Faute pénale intentionnelle du dirigeant social et nature de la dette de réparation du préjudice causé

Article publié le 16 décembre 2019

 

Le 18 septembre 2019[1], la Cour de cassation s’est prononcée sur la nature de la dette de réparation d’un préjudice causé par la faute pénale intentionnelle d’un dirigeant de société.  

Dans les faits, l’ancien dirigeant personne physique d’une société a été déclaré coupable de complicité d’abus de biens sociaux commis au préjudice d’une autre société, et a été condamné à payer des dommages et intérêts à cette dernière. Ce dernier, soutenant avoir agi au nom et pour le compte de la société dont il était le dirigeant, a assigné la société venue aux droits de cette dernière en remboursement des sommes versées à la société victime. Le 22 septembre 2016, la Cour d’appel de Versailles a rejeté ses demandes.

La Chambre commerciale a confirmé la solution de la Cour d’appel, estimant que « la faute pénale intentionnelle commise par le dirigeant était un acte personnel dont il devait seul assumer les conséquences, ce dont il se déduit que la dette de réparation du préjudice causé par cette faute est une dette propre ». Cet arrêt est fort intéressant à trois niveaux.

D’abord, il permet de confirmer l’origine légale du pouvoir du dirigeant social. En l’espèce, le requérant affirmait que les relations entre une société en nom collectif et son gérant résulteraient d’un contrat de mandat au sens de l’article 1984 du Code civil. Ainsi, la société, en tant que mandant, serait engagée par les actes passés en son nom et pour son compte[2]. Or, le dirigeant social détient un pouvoir de représentation d’origine légale, ses rapports avec la société qu’il dirige ne sont donc pas régis par le droit du mandat.

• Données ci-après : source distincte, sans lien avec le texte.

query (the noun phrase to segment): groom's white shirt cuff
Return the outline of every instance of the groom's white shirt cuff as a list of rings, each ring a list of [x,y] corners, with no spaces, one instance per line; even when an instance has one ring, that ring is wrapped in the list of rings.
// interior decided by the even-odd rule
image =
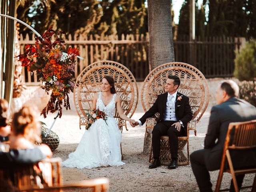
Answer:
[[[139,123],[139,125],[140,127],[142,125],[142,124],[141,123],[141,122],[140,120],[138,120],[137,121]]]

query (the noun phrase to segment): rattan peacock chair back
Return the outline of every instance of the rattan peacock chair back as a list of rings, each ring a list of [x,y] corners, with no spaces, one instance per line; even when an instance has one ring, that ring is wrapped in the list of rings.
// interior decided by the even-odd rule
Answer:
[[[181,83],[178,91],[189,98],[193,115],[188,127],[196,134],[196,123],[207,107],[209,93],[204,76],[192,65],[173,62],[161,65],[152,70],[146,77],[142,89],[141,101],[144,110],[148,110],[158,96],[165,92],[164,86],[169,75],[179,77]]]
[[[85,68],[76,80],[74,90],[74,101],[80,118],[80,127],[87,124],[86,113],[91,109],[95,93],[101,91],[101,84],[105,75],[112,76],[116,93],[121,97],[124,113],[130,118],[138,103],[138,92],[136,80],[125,66],[112,61],[102,60],[92,63]],[[119,128],[127,129],[125,121],[119,118],[116,109],[114,117]]]

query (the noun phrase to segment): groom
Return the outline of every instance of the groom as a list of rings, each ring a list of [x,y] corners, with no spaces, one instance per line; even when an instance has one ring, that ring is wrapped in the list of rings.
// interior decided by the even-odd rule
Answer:
[[[186,135],[187,124],[192,116],[188,98],[177,91],[180,84],[178,77],[169,75],[164,87],[166,92],[158,95],[151,108],[133,125],[141,126],[147,118],[159,113],[157,124],[152,132],[154,160],[149,165],[150,169],[160,166],[160,138],[166,135],[169,137],[172,156],[172,162],[168,168],[172,169],[178,167],[178,137]]]

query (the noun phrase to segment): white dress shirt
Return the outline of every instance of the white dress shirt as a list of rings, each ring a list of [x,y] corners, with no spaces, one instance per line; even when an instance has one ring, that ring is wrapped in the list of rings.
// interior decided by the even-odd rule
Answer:
[[[172,101],[173,105],[172,105],[172,107],[170,108],[166,105],[166,108],[165,110],[165,112],[164,114],[164,120],[171,120],[177,121],[177,119],[176,118],[176,116],[175,115],[175,102],[176,102],[176,97],[177,96],[177,92],[176,91],[172,95],[170,94],[169,92],[168,93],[168,95],[167,96],[167,99],[166,100],[166,105],[167,104],[167,102],[168,102],[168,97],[169,96],[172,95],[173,96]],[[140,126],[142,125],[142,123],[140,120],[137,120],[139,123],[139,125]]]

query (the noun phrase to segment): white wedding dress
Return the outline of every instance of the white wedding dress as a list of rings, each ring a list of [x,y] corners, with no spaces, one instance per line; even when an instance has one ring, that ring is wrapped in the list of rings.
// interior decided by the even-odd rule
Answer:
[[[62,162],[64,166],[90,169],[125,164],[121,161],[122,133],[113,117],[116,94],[106,106],[101,99],[101,92],[98,94],[96,108],[106,113],[108,117],[106,122],[102,119],[97,119],[88,130],[86,130],[76,151]]]

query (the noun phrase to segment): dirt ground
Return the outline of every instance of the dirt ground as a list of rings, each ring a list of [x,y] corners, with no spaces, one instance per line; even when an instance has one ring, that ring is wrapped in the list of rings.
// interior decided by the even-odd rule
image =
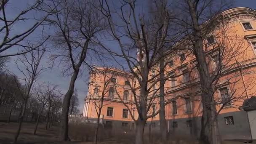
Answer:
[[[40,125],[37,129],[37,134],[34,135],[33,132],[35,128],[35,123],[24,123],[18,139],[18,144],[92,144],[92,142],[73,141],[63,142],[59,141],[58,128],[57,127],[45,130],[45,125]],[[0,144],[12,144],[14,134],[18,127],[18,123],[11,123],[8,124],[0,122]],[[101,142],[100,144],[118,144],[113,141]],[[224,144],[242,144],[241,141],[224,141]],[[256,144],[254,141],[251,144]]]

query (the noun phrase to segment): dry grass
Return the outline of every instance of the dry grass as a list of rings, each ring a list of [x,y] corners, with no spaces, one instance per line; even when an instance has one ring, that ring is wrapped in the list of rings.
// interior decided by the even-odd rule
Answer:
[[[59,128],[57,127],[44,129],[44,125],[40,125],[37,134],[33,135],[35,124],[24,123],[18,140],[18,144],[93,144],[95,134],[95,125],[85,124],[69,124],[69,136],[71,142],[59,141]],[[17,123],[7,124],[0,122],[0,144],[11,144],[18,127]],[[160,144],[159,133],[152,132],[150,141],[148,134],[145,132],[144,144]],[[100,127],[99,134],[99,144],[130,144],[134,143],[135,133],[122,128],[102,128]],[[192,138],[186,136],[169,136],[168,144],[196,144],[198,143]],[[242,144],[243,142],[224,141],[223,144]],[[256,144],[253,142],[253,144]]]

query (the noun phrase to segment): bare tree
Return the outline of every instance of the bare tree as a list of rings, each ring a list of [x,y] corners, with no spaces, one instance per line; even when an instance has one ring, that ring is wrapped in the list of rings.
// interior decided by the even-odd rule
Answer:
[[[30,22],[27,22],[29,19],[31,19],[29,13],[35,12],[37,8],[43,4],[43,1],[37,0],[31,5],[28,4],[27,8],[20,10],[20,12],[15,13],[15,16],[13,16],[11,14],[6,13],[6,10],[13,8],[11,4],[9,3],[9,0],[1,0],[0,1],[0,12],[2,13],[0,21],[2,24],[0,26],[0,32],[3,35],[2,40],[0,42],[0,58],[20,55],[38,49],[49,38],[49,36],[44,38],[43,36],[42,40],[35,41],[34,45],[31,44],[31,40],[30,42],[28,40],[27,42],[26,41],[27,39],[29,38],[35,30],[40,27],[45,19],[51,14],[51,11],[41,18],[37,18],[39,19],[38,20],[35,19],[34,24],[30,25],[27,29],[24,29],[22,32],[17,32],[16,31],[12,30],[22,22],[30,24]],[[19,48],[22,50],[19,51]],[[11,49],[15,50],[16,52],[12,53],[8,52],[11,51],[10,50]],[[7,53],[4,55],[4,53]]]
[[[69,106],[69,113],[71,114],[77,114],[79,112],[77,107],[79,105],[78,98],[77,98],[77,90],[75,89],[75,92],[70,99],[70,106]]]
[[[68,114],[70,99],[74,93],[75,82],[81,72],[86,56],[98,53],[95,42],[105,29],[101,13],[92,6],[92,0],[49,1],[40,9],[44,11],[53,8],[55,13],[46,19],[47,24],[54,27],[55,34],[52,42],[57,52],[51,56],[53,61],[58,61],[67,69],[63,73],[71,75],[68,90],[63,99],[61,121],[61,141],[68,138]],[[70,6],[72,5],[72,6]]]
[[[23,81],[24,85],[23,88],[18,87],[19,93],[23,99],[22,108],[19,117],[19,127],[14,137],[14,143],[16,143],[18,140],[25,115],[28,101],[31,95],[34,83],[38,76],[48,68],[40,64],[45,53],[45,48],[43,48],[42,50],[30,51],[24,54],[22,57],[18,58],[15,61],[18,69],[24,77],[24,78],[20,78],[20,80]],[[24,68],[21,67],[21,65],[24,67]],[[17,83],[19,83],[18,81]]]
[[[42,89],[41,88],[42,86],[43,87],[46,87],[46,89]],[[46,86],[42,85],[39,85],[38,87],[35,89],[35,91],[36,95],[36,99],[39,102],[39,104],[40,105],[40,109],[37,119],[37,122],[34,131],[34,134],[36,134],[40,117],[43,112],[45,109],[45,107],[47,102],[48,102],[48,101],[50,100],[51,96],[53,94],[53,92],[56,91],[57,87],[58,85],[52,86],[51,85],[50,83],[48,83],[47,85]]]

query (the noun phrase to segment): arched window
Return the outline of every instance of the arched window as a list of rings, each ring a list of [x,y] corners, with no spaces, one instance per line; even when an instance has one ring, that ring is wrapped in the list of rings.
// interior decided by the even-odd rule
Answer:
[[[128,99],[129,99],[129,91],[125,90],[123,93],[123,100],[128,101]]]
[[[114,88],[111,87],[109,88],[109,97],[110,98],[113,98],[114,95],[115,90],[114,89]]]
[[[98,96],[99,95],[99,89],[98,88],[94,88],[94,93],[93,93],[94,96]]]

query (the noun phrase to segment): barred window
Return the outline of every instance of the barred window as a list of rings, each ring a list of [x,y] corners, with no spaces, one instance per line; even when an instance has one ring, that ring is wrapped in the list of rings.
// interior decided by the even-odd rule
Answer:
[[[128,81],[125,80],[125,85],[130,85],[130,82]]]
[[[253,27],[251,25],[249,22],[245,22],[243,23],[243,25],[246,30],[247,29],[253,29]]]
[[[114,108],[113,107],[107,107],[107,116],[109,117],[113,117],[113,111]]]
[[[229,101],[227,104],[226,104],[226,106],[230,106],[231,105],[231,103],[230,103],[229,99],[229,92],[228,91],[227,88],[224,87],[223,88],[221,88],[219,89],[219,91],[221,92],[221,99],[223,102],[226,101]]]
[[[115,90],[114,88],[111,87],[109,88],[109,97],[110,98],[113,98],[115,96]]]
[[[128,118],[128,109],[123,109],[123,117]]]
[[[192,120],[187,120],[186,122],[187,127],[188,128],[192,127],[193,126],[193,123]]]
[[[112,82],[115,83],[116,81],[117,81],[117,79],[115,78],[114,78],[114,77],[111,77],[111,78],[110,78],[110,81]]]
[[[173,104],[173,114],[177,114],[177,106],[176,104],[176,101],[172,102]]]
[[[173,122],[173,128],[178,128],[178,122]]]
[[[225,124],[227,125],[234,125],[234,119],[233,116],[224,117]]]
[[[122,126],[124,127],[127,127],[128,126],[128,123],[122,123]]]
[[[185,99],[186,101],[186,108],[187,112],[191,112],[191,101],[190,98],[188,98]]]

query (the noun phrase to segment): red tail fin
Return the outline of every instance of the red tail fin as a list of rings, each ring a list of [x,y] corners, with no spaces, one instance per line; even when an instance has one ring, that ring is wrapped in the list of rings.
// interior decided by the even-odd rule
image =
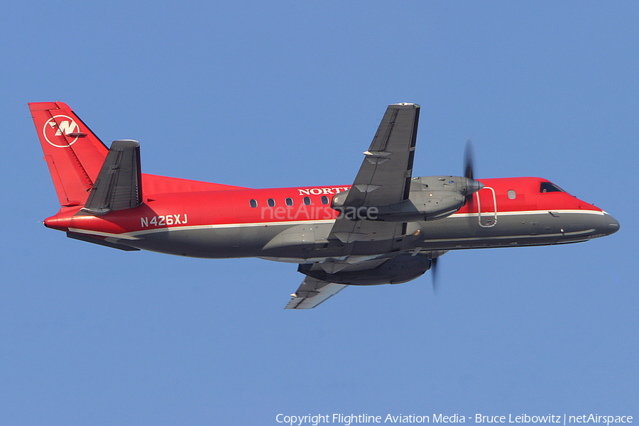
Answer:
[[[29,104],[60,204],[84,204],[109,151],[62,102]]]

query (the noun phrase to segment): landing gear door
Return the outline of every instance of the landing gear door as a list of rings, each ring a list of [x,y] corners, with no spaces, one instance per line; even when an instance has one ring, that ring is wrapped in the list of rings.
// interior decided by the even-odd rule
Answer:
[[[484,187],[475,192],[477,196],[477,209],[479,214],[477,220],[482,228],[492,228],[497,224],[497,198],[495,190]]]

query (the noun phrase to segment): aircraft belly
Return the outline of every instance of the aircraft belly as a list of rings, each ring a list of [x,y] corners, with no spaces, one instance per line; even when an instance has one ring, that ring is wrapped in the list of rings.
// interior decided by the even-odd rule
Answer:
[[[371,256],[417,248],[455,250],[581,241],[592,238],[600,227],[599,222],[604,220],[603,214],[586,213],[499,213],[491,226],[480,226],[476,215],[453,215],[411,223],[407,235],[399,239],[352,243],[328,240],[332,224],[312,222],[173,227],[137,234],[141,238],[138,240],[119,241],[138,248],[190,257],[256,256],[304,263],[309,259]]]
[[[287,226],[167,229],[126,242],[144,250],[189,257],[226,258],[260,256],[262,247]]]
[[[596,234],[603,216],[593,212],[549,212],[498,214],[496,224],[479,226],[477,216],[452,216],[439,221],[420,222],[422,250],[454,250],[539,246],[582,241]]]

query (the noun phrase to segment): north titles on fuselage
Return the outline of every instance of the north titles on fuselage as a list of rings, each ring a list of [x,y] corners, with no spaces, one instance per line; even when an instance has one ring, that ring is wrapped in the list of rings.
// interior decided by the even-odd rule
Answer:
[[[300,195],[335,195],[342,192],[342,191],[346,191],[351,188],[350,186],[347,187],[333,187],[329,188],[326,187],[314,187],[314,188],[297,188],[297,191],[300,192]]]

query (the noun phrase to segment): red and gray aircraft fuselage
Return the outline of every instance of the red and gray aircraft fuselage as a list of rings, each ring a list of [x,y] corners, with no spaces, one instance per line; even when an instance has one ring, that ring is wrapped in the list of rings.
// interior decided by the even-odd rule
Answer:
[[[289,308],[349,285],[396,283],[447,251],[585,241],[610,214],[539,178],[413,177],[419,106],[390,105],[350,185],[251,189],[141,173],[139,144],[107,148],[65,104],[30,104],[60,202],[45,225],[122,250],[298,263]]]

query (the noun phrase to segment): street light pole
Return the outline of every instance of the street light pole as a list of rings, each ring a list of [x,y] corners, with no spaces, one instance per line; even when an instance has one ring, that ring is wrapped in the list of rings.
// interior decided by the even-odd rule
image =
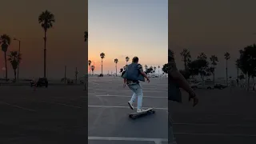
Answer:
[[[21,41],[17,39],[17,38],[14,38],[14,41],[18,41],[18,55],[20,55],[21,54]],[[19,75],[19,65],[20,65],[20,62],[18,62],[18,65],[17,67],[17,81],[18,81],[18,75]]]

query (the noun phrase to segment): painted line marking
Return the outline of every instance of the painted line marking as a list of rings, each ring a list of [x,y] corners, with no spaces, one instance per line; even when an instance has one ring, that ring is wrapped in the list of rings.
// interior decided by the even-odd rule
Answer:
[[[24,98],[24,97],[23,97],[23,98],[21,98],[27,99],[26,98]],[[65,103],[52,102],[46,102],[46,101],[42,101],[42,100],[34,100],[34,102],[44,102],[44,103],[48,103],[48,104],[56,104],[56,105],[61,105],[61,106],[73,107],[73,108],[82,109],[81,106],[73,106],[73,105],[68,105],[68,104],[65,104]]]
[[[94,90],[102,90],[102,91],[111,91],[111,92],[115,91],[114,90],[110,90],[94,89],[94,88],[89,88],[89,89]],[[162,93],[162,92],[167,92],[166,90],[162,90],[162,91],[160,91],[160,90],[144,91],[143,90],[143,93]],[[126,92],[126,91],[132,92],[131,90],[118,90],[118,92]]]
[[[256,125],[230,125],[230,124],[219,124],[219,123],[175,123],[173,122],[173,125],[186,125],[186,126],[228,126],[228,127],[255,127]]]
[[[154,142],[156,144],[160,144],[161,142],[168,142],[168,138],[124,138],[124,137],[88,137],[88,140]]]
[[[98,108],[127,108],[127,109],[130,109],[130,106],[90,106],[90,105],[88,105],[88,107],[98,107]],[[143,108],[145,108],[145,109],[149,109],[149,108],[152,108],[152,107],[143,107]],[[168,107],[167,107],[167,108],[153,107],[153,109],[154,109],[154,110],[168,110]]]
[[[96,97],[123,97],[123,98],[131,98],[131,95],[94,95]],[[143,98],[168,98],[168,97],[154,97],[154,96],[143,96]]]
[[[174,134],[207,135],[207,136],[231,136],[231,137],[256,137],[256,134],[243,134],[174,133]]]
[[[89,82],[90,83],[94,84],[94,85],[99,85],[99,83],[93,82]]]
[[[8,106],[12,106],[12,107],[16,107],[16,108],[18,108],[18,109],[22,109],[22,110],[24,110],[36,112],[36,110],[31,110],[31,109],[27,109],[27,108],[25,108],[25,107],[22,107],[22,106],[17,106],[17,105],[10,104],[10,103],[7,103],[7,102],[2,102],[2,101],[1,101],[0,103],[5,104],[5,105],[8,105]]]

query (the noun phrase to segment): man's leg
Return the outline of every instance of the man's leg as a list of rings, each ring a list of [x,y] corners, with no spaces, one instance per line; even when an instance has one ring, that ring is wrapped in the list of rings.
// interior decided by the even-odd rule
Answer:
[[[171,119],[170,110],[171,102],[168,100],[168,144],[177,144],[173,131],[173,122]]]
[[[127,85],[127,86],[128,86],[129,89],[134,92],[133,96],[131,97],[130,100],[128,102],[128,105],[130,107],[130,109],[134,110],[134,102],[135,98],[137,97],[136,86],[135,85]]]
[[[143,91],[139,84],[136,84],[136,94],[138,96],[137,110],[141,110],[142,106]]]
[[[131,104],[134,104],[134,102],[135,102],[135,99],[137,98],[137,94],[136,93],[134,92],[133,96],[131,97],[130,100],[129,102],[131,102]]]

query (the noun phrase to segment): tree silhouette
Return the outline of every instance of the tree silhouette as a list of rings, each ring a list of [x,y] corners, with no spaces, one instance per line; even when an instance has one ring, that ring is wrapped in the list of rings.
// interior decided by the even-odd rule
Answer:
[[[38,17],[38,22],[43,28],[45,32],[44,39],[44,77],[46,77],[46,32],[48,29],[53,27],[53,23],[55,22],[55,18],[50,11],[46,10],[42,12]]]
[[[102,58],[102,74],[103,74],[103,58],[105,58],[105,54],[104,53],[101,53],[100,56],[101,56],[101,58]]]
[[[216,68],[217,62],[218,62],[218,57],[216,57],[216,55],[212,55],[210,58],[210,60],[211,65],[212,65],[212,68],[210,69],[210,71],[214,76],[214,82],[215,82],[215,68]]]
[[[84,32],[83,38],[84,38],[85,42],[87,42],[87,40],[88,40],[88,31],[85,31]]]
[[[237,68],[237,72],[238,72],[238,76],[237,76],[237,78],[239,79],[239,58],[238,58],[236,61],[235,61],[235,67]]]
[[[115,58],[114,60],[114,63],[115,63],[115,74],[116,76],[118,76],[118,58]]]
[[[247,90],[250,87],[250,78],[256,74],[256,46],[248,46],[241,50],[239,58],[239,68],[247,74]]]
[[[123,69],[122,69],[122,68],[121,68],[121,69],[120,69],[120,72],[119,72],[119,73],[121,74],[121,73],[122,73],[122,72],[123,72]]]
[[[147,65],[145,65],[145,70],[146,71],[147,68],[148,68]]]
[[[187,49],[184,49],[181,53],[182,61],[184,62],[184,70],[186,69],[187,64],[191,62],[190,52]]]
[[[6,60],[6,52],[8,50],[8,47],[10,44],[10,38],[7,34],[2,34],[0,37],[0,44],[2,47],[2,51],[4,53],[4,58],[5,58],[5,66],[6,66],[6,81],[8,81],[8,72],[7,72],[7,60]]]
[[[92,73],[93,73],[93,74],[94,74],[94,69],[95,69],[95,66],[90,66],[91,68],[91,71],[92,71]]]
[[[156,66],[154,66],[154,74],[155,74],[155,70],[157,69]]]
[[[18,51],[10,51],[10,54],[9,55],[8,61],[10,61],[14,72],[14,81],[16,82],[16,70],[18,66],[22,60],[21,54],[18,53]]]
[[[198,56],[198,59],[207,60],[207,56],[204,53],[200,53]]]
[[[228,52],[226,52],[224,54],[224,58],[226,59],[226,85],[228,85],[228,76],[227,76],[227,61],[230,58],[230,54]]]
[[[126,65],[127,65],[127,62],[128,62],[129,60],[130,60],[130,58],[129,58],[129,57],[126,57]]]
[[[89,65],[89,69],[90,69],[90,64],[91,64],[91,61],[90,60],[89,60],[88,61],[88,65]]]

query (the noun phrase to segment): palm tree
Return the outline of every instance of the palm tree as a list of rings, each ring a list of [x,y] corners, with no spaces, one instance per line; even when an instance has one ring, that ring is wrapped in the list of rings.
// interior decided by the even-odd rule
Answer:
[[[86,42],[88,39],[88,31],[85,31],[83,38],[85,38],[85,42]]]
[[[103,74],[103,66],[102,66],[102,61],[103,61],[103,58],[105,58],[105,54],[104,53],[101,53],[101,54],[100,54],[100,56],[101,56],[101,58],[102,58],[102,74]]]
[[[13,70],[14,71],[14,81],[16,82],[16,70],[18,66],[21,61],[21,55],[18,53],[18,51],[10,51],[10,54],[9,55],[8,61],[10,61]]]
[[[230,58],[230,53],[226,52],[224,54],[224,57],[226,59],[226,85],[228,84],[228,78],[227,78],[227,60]]]
[[[182,61],[184,62],[184,70],[187,67],[187,63],[191,62],[191,55],[190,52],[187,49],[183,49],[183,50],[180,53],[182,57]]]
[[[239,58],[238,58],[236,61],[235,61],[235,67],[237,68],[237,70],[238,70],[238,79],[239,78]]]
[[[157,69],[157,67],[156,66],[154,66],[154,74],[155,74],[155,70]]]
[[[147,68],[148,68],[147,65],[145,65],[145,70],[146,71]]]
[[[204,53],[200,53],[199,56],[198,56],[198,59],[206,60],[207,59],[207,56]]]
[[[44,39],[44,77],[46,77],[46,32],[48,29],[53,27],[53,23],[55,22],[54,14],[50,11],[46,10],[41,13],[38,17],[38,22],[43,28],[45,32]]]
[[[90,64],[91,64],[91,61],[90,60],[89,60],[88,61],[88,65],[89,65],[89,69],[90,69]]]
[[[91,71],[93,72],[93,74],[94,74],[94,71],[95,66],[91,66],[90,67],[91,67],[90,68]]]
[[[2,34],[0,37],[0,44],[2,47],[2,51],[4,53],[5,64],[6,64],[6,80],[8,81],[8,73],[7,73],[7,60],[6,60],[6,52],[8,46],[10,44],[10,38],[7,34]]]
[[[118,76],[118,58],[115,58],[114,60],[114,63],[115,63],[115,74],[116,76]]]
[[[214,76],[214,82],[215,82],[215,66],[217,65],[217,62],[218,62],[218,57],[216,57],[216,55],[212,55],[210,58],[210,60],[211,65],[212,65],[212,74]]]
[[[128,62],[129,60],[130,60],[130,58],[129,58],[129,57],[126,57],[126,65],[127,65],[127,62]]]

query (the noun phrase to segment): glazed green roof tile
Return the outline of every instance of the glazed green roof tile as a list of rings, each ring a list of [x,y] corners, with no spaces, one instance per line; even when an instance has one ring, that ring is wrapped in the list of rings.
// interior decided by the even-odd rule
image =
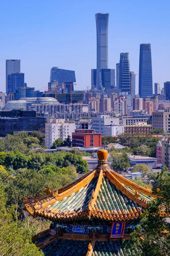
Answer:
[[[97,181],[97,178],[94,178],[85,187],[61,201],[57,201],[52,206],[50,206],[48,209],[50,209],[52,212],[54,209],[58,209],[64,212],[86,209],[91,199],[91,191],[95,189]]]
[[[58,239],[42,250],[45,256],[86,256],[89,241]]]
[[[121,241],[96,241],[92,256],[137,256],[139,251],[125,249]]]
[[[117,189],[108,178],[103,177],[100,189],[94,204],[94,208],[99,210],[128,211],[135,207],[138,211],[140,206],[127,197]],[[128,213],[128,212],[127,212]]]

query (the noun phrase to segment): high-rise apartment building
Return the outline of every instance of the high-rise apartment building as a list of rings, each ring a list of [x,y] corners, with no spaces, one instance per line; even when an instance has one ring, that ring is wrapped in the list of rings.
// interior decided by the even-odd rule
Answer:
[[[152,101],[144,100],[143,102],[143,109],[146,110],[148,114],[152,115],[153,111],[153,102]]]
[[[133,110],[143,110],[143,99],[139,98],[139,95],[136,95],[133,99]]]
[[[170,100],[170,82],[164,83],[164,95],[166,100]]]
[[[161,84],[159,83],[155,83],[155,94],[161,94]]]
[[[116,64],[116,87],[117,89],[120,89],[119,91],[121,91],[121,88],[119,88],[119,63]]]
[[[65,121],[65,119],[50,119],[45,124],[45,145],[48,148],[50,148],[54,140],[59,138],[64,140],[68,135],[72,137],[76,124]]]
[[[127,99],[124,97],[120,96],[113,102],[113,110],[116,113],[121,116],[128,113]]]
[[[133,71],[130,72],[131,95],[132,99],[135,98],[136,74]]]
[[[120,55],[119,87],[121,89],[121,92],[131,94],[128,52],[121,52]]]
[[[102,69],[101,72],[102,88],[108,92],[110,89],[115,87],[115,70]]]
[[[12,91],[11,80],[9,79],[8,84],[8,76],[20,72],[20,60],[6,60],[6,93],[7,95]]]
[[[96,117],[92,117],[92,129],[94,129],[96,133],[101,133],[102,135],[104,134],[105,125],[119,125],[119,119],[113,117],[108,115],[97,115]]]
[[[109,98],[104,98],[103,99],[103,110],[104,112],[111,111],[111,99]]]
[[[152,113],[153,129],[163,129],[170,133],[170,108],[157,110]]]
[[[64,89],[68,93],[71,90],[74,90],[73,83],[76,82],[75,71],[61,69],[57,67],[53,67],[51,70],[50,83],[53,81],[57,81],[58,86],[64,87]]]
[[[102,69],[108,68],[108,13],[95,15],[97,35],[97,68],[96,83],[98,90],[102,89]]]
[[[152,96],[151,49],[150,44],[140,45],[139,93],[141,98]]]

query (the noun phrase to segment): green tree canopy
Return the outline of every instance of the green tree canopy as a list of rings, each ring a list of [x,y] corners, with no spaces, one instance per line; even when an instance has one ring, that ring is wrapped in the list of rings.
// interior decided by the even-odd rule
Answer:
[[[126,153],[110,153],[109,162],[111,168],[117,172],[122,172],[127,171],[130,167],[129,157]]]
[[[130,236],[129,246],[141,248],[140,256],[170,255],[169,225],[166,221],[170,217],[170,177],[167,168],[163,168],[155,182],[153,189],[158,197],[148,206],[140,225]]]
[[[31,136],[29,136],[27,138],[24,138],[23,140],[24,143],[26,144],[28,147],[30,147],[33,143],[38,145],[40,143],[40,141],[38,138]]]
[[[0,255],[42,256],[43,253],[32,243],[32,233],[24,223],[13,219],[14,207],[8,211],[5,188],[0,180]]]
[[[106,145],[108,145],[110,143],[118,143],[118,140],[116,138],[112,137],[112,136],[102,136],[102,145],[104,145],[105,143]]]
[[[141,172],[147,175],[150,172],[150,171],[144,164],[139,164],[133,166],[132,172]]]
[[[54,140],[51,148],[52,149],[55,149],[55,148],[56,148],[57,147],[62,147],[63,145],[64,141],[62,140],[60,138],[59,138],[57,140]]]
[[[164,132],[163,129],[153,129],[149,132],[150,134],[164,134]]]

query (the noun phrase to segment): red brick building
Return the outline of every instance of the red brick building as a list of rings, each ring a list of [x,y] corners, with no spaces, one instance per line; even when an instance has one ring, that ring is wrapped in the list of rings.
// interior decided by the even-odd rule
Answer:
[[[102,134],[94,130],[75,130],[72,138],[73,147],[102,146]]]

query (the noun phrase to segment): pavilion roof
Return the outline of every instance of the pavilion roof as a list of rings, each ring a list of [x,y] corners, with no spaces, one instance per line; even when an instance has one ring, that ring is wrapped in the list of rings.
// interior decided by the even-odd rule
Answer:
[[[91,241],[59,239],[42,250],[45,256],[137,256],[139,254],[137,248],[135,251],[130,250],[125,248],[120,241]]]
[[[97,218],[123,221],[140,216],[156,196],[147,186],[140,186],[111,170],[105,151],[99,151],[98,165],[94,171],[58,189],[48,188],[45,195],[25,198],[28,211],[62,221]]]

En outre, la Cour rappelle que la faute pénale du dirigeant, lorsqu’elle est intentionnelle, est par essence détachable de ses fonctions. En effet, le requérant affirmait que la société qu’il dirigeait avait tiré avantage de l’infraction commise, consistant en un usage illicite de biens sociaux afin de rémunérer des commissions occultes. Cependant, l’utilisation frauduleuse de fonds sociaux est contraire à l’intérêt social, elle ne saurait profiter à la société dirigée puisqu’elle fait courir à cette dernière un risque anormal de sanctions pénales ou fiscales, solution déjà dégagée dans la célèbre jurisprudence Carignon[3]. L’éventuel profit à court terme réalisé grâce à cet acte illicite intentionnel ne saurait caractériser un avantage tiré par la personne morale.  Ipso facto, cette faute intentionnelle est détachable des fonctions de dirigeant social.

Enfin, conséquence de l’origine légale du pouvoir du dirigeant et du caractère détachable de ses fonctions de la faute pénale intentionnelle, la Cour estime que la dette de réparation du préjudice est une dette propre au dirigeant. Il s’agit ici d’un acte personnel, c’est donc bien au dirigeant de supporter les conséquences financières de la faute à l'égard des tiers à qui elle a porté préjudice. 

 

Charlotte SALAÜN


[1] Com., 18 septembre 2019, n°16-26.962.

[2] (X) Delpech, « Faute pénale intentionnelle du dirigeant : charge des dommages-intérêts », Dalloz actualité, 11 octobre 2019.

[3] Crim. 27 oct. 1997, n° 96-83.698, D. 1997. 251 ; Rev. sociétés 1997. 869, note B. Bouloc ; RSC 1998. 336, obs. J.-F. Renucci ; RTD com. 1998. 428, obs. B. Bouloc.